= Scarlett Mack =

Irish/Scottish actress (born 1989)

Scarlett Mack (born 5 June 1989) is an Irish/Scottish actress, best known for her role as Amy McConachie in the film Blackbird.

== Early life and education ==

Mack was born in Belfast, Northern Ireland; she moved to Fife at the age of three, where she lived until she was 17. She completed a BA in Contemporary Theatre at the Lancaster Institute of Contemporary Art, and also earned a BA in French from Lancaster University, taking a year to study in Lyon to attain fluency in French and her DEUF diplome.

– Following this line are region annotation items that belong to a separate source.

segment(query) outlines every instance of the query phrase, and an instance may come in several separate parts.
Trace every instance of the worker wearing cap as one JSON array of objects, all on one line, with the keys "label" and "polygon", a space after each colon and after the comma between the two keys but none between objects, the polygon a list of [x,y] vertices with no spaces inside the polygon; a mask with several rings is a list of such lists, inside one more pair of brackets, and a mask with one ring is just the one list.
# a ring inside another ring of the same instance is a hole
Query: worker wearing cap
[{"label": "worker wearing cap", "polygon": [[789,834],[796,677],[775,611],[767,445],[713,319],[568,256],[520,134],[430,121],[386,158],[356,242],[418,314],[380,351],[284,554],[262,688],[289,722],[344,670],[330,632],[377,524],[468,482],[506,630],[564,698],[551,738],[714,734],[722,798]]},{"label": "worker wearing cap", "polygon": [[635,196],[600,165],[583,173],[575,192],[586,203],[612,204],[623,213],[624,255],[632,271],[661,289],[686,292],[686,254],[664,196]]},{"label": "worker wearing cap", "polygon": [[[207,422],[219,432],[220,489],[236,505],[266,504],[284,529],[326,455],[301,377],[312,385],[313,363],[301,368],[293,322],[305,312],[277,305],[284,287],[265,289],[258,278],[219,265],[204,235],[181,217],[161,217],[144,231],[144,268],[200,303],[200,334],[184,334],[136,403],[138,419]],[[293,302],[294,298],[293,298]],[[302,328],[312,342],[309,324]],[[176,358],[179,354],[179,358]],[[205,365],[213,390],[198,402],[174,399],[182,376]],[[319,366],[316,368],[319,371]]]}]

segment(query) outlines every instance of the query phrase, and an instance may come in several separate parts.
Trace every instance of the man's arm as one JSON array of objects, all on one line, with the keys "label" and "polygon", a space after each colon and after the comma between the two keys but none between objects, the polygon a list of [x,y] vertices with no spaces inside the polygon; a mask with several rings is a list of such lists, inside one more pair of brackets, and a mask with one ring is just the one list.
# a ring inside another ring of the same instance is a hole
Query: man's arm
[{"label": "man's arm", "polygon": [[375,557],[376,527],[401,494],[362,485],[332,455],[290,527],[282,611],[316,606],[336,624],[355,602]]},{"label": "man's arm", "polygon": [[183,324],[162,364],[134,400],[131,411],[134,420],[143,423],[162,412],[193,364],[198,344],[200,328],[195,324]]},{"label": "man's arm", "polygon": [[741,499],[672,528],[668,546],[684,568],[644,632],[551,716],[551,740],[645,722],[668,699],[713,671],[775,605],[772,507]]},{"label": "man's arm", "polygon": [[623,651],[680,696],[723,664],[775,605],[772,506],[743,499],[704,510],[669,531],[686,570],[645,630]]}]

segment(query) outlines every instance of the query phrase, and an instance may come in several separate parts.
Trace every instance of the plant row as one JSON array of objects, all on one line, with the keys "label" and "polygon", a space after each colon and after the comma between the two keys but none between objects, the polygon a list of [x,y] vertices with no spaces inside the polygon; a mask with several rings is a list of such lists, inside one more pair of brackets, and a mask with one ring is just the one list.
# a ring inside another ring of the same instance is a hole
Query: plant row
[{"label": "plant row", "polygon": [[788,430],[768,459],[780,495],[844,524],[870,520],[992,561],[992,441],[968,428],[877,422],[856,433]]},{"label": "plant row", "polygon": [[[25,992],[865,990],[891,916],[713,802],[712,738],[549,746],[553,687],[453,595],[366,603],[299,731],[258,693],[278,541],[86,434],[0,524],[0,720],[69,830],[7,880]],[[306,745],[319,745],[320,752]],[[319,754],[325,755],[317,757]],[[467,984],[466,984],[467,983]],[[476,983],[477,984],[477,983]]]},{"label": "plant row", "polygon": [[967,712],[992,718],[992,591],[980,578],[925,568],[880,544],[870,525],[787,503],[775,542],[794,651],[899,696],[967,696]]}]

She then applied to the Royal Conservatoire of Scotland, formerly the Royal Scottish Academy of Music and Drama, was accepted and awarded a full scholarship. She graduated in July 2013.

==Career in theatre==
Mack acted in several theatrical productions, including Eight, Possibilities and The Play That Killed Me at the Tron Theatre in Glasgow. She amused audiences in her role as the housemaid in Blithe Spirit at the Perth Theatre.

In 2015 Mack performed a lead role in the play The Effect, by Lucy Prebble, at the Tron Theatre.

==Career in film and television==

In 2013, Mack performed the role of Amy in the film Blackbird, which premiered at the Edmonton International Film Festival and was nominated for the Michael Powell Best British Film Award at that festival. It was also nominated for the Best Film Audience Award at the Scottish BAFTAs 2013.

Mack acts the ongoing role of Louise Poise in the comedy series Rab C. Nesbitt, and can be seen in an advertisement for Tunnock's Caramel Wafer.